Utilizing real people for the vast soft-propaganda apparatus that China operates makes sense for a number of reasons:
Why not use real people for soft propaganda? No need to be subtle.
It’s more effective: people relate to real people, especially those that look and/or sound like them. Women also are probably more effective than men in appealing to wider audiences.
It’s cheaper and enables consistency and the building of personal “brands”.
It’s harder to action these entities on platforms as they are, by definition, authentic.
Developing these real brands then enables these individuals to promote hard disinformation content more effectively and believably.

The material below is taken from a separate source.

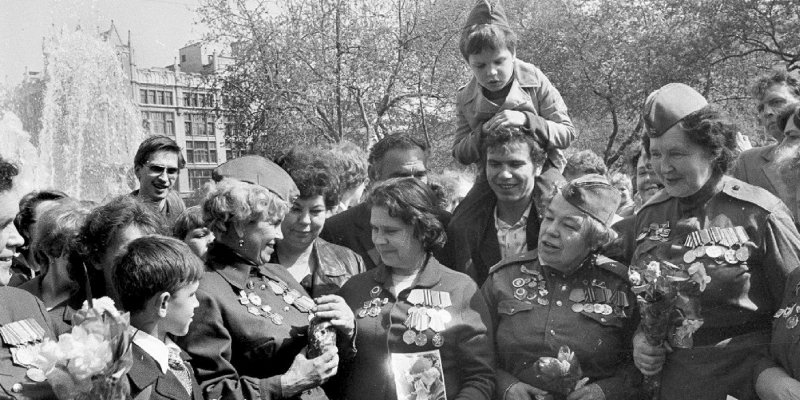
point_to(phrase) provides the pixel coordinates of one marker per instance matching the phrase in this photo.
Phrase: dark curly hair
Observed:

Miburo also published a great piece on this on their own, now unfortunately defunct, Substack. I’ll share the main infographic below:
Jokes aside about the archetypal Chinese Influencer Lady, there is no doubt in my opinion that the utilization of real people as influencers is the future of the world of influence/information operations. The now-famous video below of Russian influencers reading from the same hymnal shows how Russia has also pivoted towards using influencers and real people.
There’s a lot more to say about real-life influencers and actors tweeting in the name, but for now we can leave it here and revisit this topic in future posts.